Surprise! Coleman Lead Keeps Shrinking

  • Author: Ben Keeler
  • Filed under: Congress
  • Date: Nov 20,2008

(Red) Star Tribune: By day's end, with about 18 percent of the vote recounted, Coleman continued to lead Franken — but by only 174 votes, notably narrower than the unofficial gap of 215 votes at which the recount had begun. Franken's gain owed much to a swing of 23 votes in the Democratic stronghold of St. Louis County — the result of faintly marked ballots and older optical scanners that failed to read the marks.

Coleman's campaign is challenging the first pictured ballot that was counted for Franken. Franken is challenging the 2nd saying it doesn't show "intent" to vote for Coleman, a usual favorite argument the other way for Democrats. Pictures of other disputed ballots can be seen here. At this point, that is what it might come down to now – challenged ballots.

Franken gained many votes before the recount even started – ballots from a select few Democratic counties that were statistically improbable if not impossible. I don't think there is any "fix in" at this point – the actual recount should be fair. There is a lot of oversight on both sides. But the race is closer than it should be because of the Franken votes he got in the period between November 4 and Wednesday. Currently comedian Franken is only getting names and addresses and challenging rejected absentees in Ramsey County, a stronghold for him. If he is successful at that, Coleman will probably follow up with a similar challenge of rejected absentees in some of his stronger counties. He won't have a choice.

This race seems like it is going to come down to a small handful of disputed votes from a small Minnesota county – maybe in Rock or Scott Counties that won't even start their recounts until Dec. 3. From what I can tell looking from looking at the maps, both sides have counties that "should" be favorable to them; Franken has more to go in Hennepin County (only 6% counted), St. Louis County (42% counted), and Ramsey (15% counted) and some of the outlying counties outside the Minn//St. Paul region that tilted Coleman didn't even begin the process yet. An elections page of the StarTrib has a good interactive map that shows which counties have done what so far and here is their county by county running total. Still a lot of small counties that start Thursday or Friday that leaned Coleman. That said, don't be surprised at all if Franken takes a lead at some point Friday.
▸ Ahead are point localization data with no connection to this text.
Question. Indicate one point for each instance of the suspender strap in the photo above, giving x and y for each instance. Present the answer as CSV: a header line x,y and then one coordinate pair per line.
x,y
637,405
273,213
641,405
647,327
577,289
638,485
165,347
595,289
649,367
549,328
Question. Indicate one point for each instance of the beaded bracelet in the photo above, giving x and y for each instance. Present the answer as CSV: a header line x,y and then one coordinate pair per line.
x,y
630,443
The question then is whether or not it holds. I'll update this Thursday as events warrant, and we should know a lot more by late tonight.

Everyone keeps talking about the Dec. 2 runoff in Georgia as the one that may decide the 60th seat. That will almost assuredly be settled before Minnesota. Unless of course that race goes into a recount also.
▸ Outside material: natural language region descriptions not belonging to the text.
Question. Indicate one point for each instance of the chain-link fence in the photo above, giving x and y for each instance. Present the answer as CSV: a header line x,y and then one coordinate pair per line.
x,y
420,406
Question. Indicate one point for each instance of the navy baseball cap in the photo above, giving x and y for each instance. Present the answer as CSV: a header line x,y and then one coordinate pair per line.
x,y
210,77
Secretary of State: Hillary?

  • Author: Ben Keeler
  • Filed under: Congress
  • Date: Nov 14,2008

Washington Post: There's increasing chatter in political circles that the Obama camp is not overly happy with the usual suspects for secretary of state these days and that the field might be expanding somewhat beyond Sen. John Kerry (D-Mass.), Gov. Bill Richardson (D-N.M.), Sen. Chuck Hagel (R-Neb.) and maybe former Democratic senator Sam Nunn of Georgia.

There's talk, indeed, that Sen. Hillary Rodham Clinton (D-N.Y.) may now be under consideration for the post. Her office referred any questions to the Obama transition; Obama spokesman Tommy Vietor declined to comment.

Well, someone has to answer that phone at 3 AM right? Not a lifetime job like the Supreme Court, but still pretty prestigious. I'd take her over John "Global Test" Kerry though; we'd be lucky to have her over some of the others he might name and she would keep the tradition of undermining POTUS alive and well at State. Did Jimmy Carter take himself out of the running? Which reminds me, now that Obama won, Carter is finally off the hook. Sad to say, that line of attack officially died. Unfortunately, Democrats will have a Jimmy Carter they will try to use against Republican candidates for the next 20 years: George W. Bush. Just because this campaign is over, I don't think his name will go away for awhile on the Democratic candidate trail.

Nah….this can only be a trial balloon. He couldn't appoint someone who is far more experienced than he is to this post. Unless he wants someone to blame when his foreign policy goes bad?